Competition law must evolve with global economy, EU leaders say after French-German pressure
22 March 2019. By Lewis Crofts, Michael Acton and Madison Czopek.
EU laws governing mergers, antitrust and state aid must take account of the challenges of a globalized economy and new technologies, the European Council said today after France and Germany pushed for changes to a summit communiqué.
National leaders today discussed how to rebalance economic relations with China, pledging to “continue to update our European competition framework,” in wording that MLex understands to be a compromise between, on the one sid, Paris and Berlin, which are pushing for an overhaul, and more liberal economies.
Earlier in the week, a draft communiqué of the Brussels summit steered clear of any reference to changing EU competition laws. But today’s final version of the document included the one extra line at the behest of France and Germany, MLex understands.
“We will continue to update our European competition framework to new technological and global market developments,” the conclusions to today’s European Council read.
The European Commission and more economically-liberal countries such as Denmark and the Netherlands have been reluctant to change the competition rulebook, saying it serves the economy well.
These countries will likely argue that EU officials already update their rulebook as new technological challenges emerge.

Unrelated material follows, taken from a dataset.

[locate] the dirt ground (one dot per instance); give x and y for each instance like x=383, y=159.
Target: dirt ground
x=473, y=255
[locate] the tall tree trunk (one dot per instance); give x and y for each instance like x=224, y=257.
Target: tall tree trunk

For them, the first part of the sentence is a statement of the obvious.
But the win for France and Germany is the inclusion of “global market developments” in the final wording, diplomats say.

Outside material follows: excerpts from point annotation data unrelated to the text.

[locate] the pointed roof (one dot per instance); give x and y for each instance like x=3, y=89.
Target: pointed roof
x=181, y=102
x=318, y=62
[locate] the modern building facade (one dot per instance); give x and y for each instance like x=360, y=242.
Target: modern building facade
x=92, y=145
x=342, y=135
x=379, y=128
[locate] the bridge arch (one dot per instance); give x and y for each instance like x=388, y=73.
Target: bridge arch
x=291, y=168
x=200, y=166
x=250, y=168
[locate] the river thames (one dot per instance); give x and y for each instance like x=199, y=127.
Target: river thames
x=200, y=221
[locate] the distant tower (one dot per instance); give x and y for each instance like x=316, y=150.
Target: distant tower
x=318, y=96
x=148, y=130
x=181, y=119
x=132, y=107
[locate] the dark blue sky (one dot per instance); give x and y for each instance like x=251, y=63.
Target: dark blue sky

French president Emmanuel Macron argued today that the current competition rules weren’t in line with the challenges posed by the rise of state-backed Chinese companies, according to an EU official.
Last month the French and German governments unveiled a manifesto for a European industrial policy “fit for the 21st century,” including proposals to overhaul the EU’s competition rules to take a “more dynamic and long-term approach.”

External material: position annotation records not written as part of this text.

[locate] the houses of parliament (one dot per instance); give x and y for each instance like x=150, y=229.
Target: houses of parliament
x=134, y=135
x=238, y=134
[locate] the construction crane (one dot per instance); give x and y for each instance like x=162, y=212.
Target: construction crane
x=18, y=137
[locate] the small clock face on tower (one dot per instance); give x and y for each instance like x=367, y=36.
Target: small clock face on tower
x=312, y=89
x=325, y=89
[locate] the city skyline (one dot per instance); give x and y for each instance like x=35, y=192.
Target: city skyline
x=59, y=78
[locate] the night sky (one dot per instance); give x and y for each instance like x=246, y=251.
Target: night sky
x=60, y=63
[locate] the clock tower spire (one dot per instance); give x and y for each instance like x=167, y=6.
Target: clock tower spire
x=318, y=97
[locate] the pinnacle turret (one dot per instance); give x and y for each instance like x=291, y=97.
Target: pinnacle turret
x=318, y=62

This followed a fall-out between the European Commission on one side, and France and Germany on the other, over whether to allow Siemens and Alstom to merge their rail businesses in the face of Chinese rival CRRC. The EU blocked the deal.
“We have embarked upon an adaptation of our competition rules at the new global context,” Macron told reporters after the summit.
At a separate press conference, German chancellor Angela Merkel also spoke of the need for changes to address imbalances in the economic relationship, where China has more access to European markets than European businesses have in China.
But she didn’t mention the need for competition-law changes.
Eyes on China
European Council President Donald Tusk and European Commission President Jean-Claude Juncker both stressed that China was both a partner and a competitor for the EU.
Tusk said the EU hopes to achieve “a balanced relation which ensures fair competition and equal market access” during a summit with China due to take place on April 9.
Juncker said trade between the EU and China is “asymmetrical,” which has led to economic imbalances that have prevented the two nations from establishing a stable trade relationship.
He also added that one reason the EU hopes to reach an agreement with China on investments is because competition between the EU and China is currently unfair.
“Chinese markets are not sufficiently open to European products. Chinese markets exclude us to a great extent,” he said.
Meanwhile the commission is pushing ahead with the introduction of tougher public-procurement rules to restrict the ability of Chinese companies to bid for projects in Europe. The Franco-German manifesto reaffirms support for a “reciprocity mechanism” to ensure that EU market access is responded to in kind.
Earlier this month EU governments also signed off on new screening rules for foreign investment, creating a framework for monitoring and blocking foreign investment in critical sectors.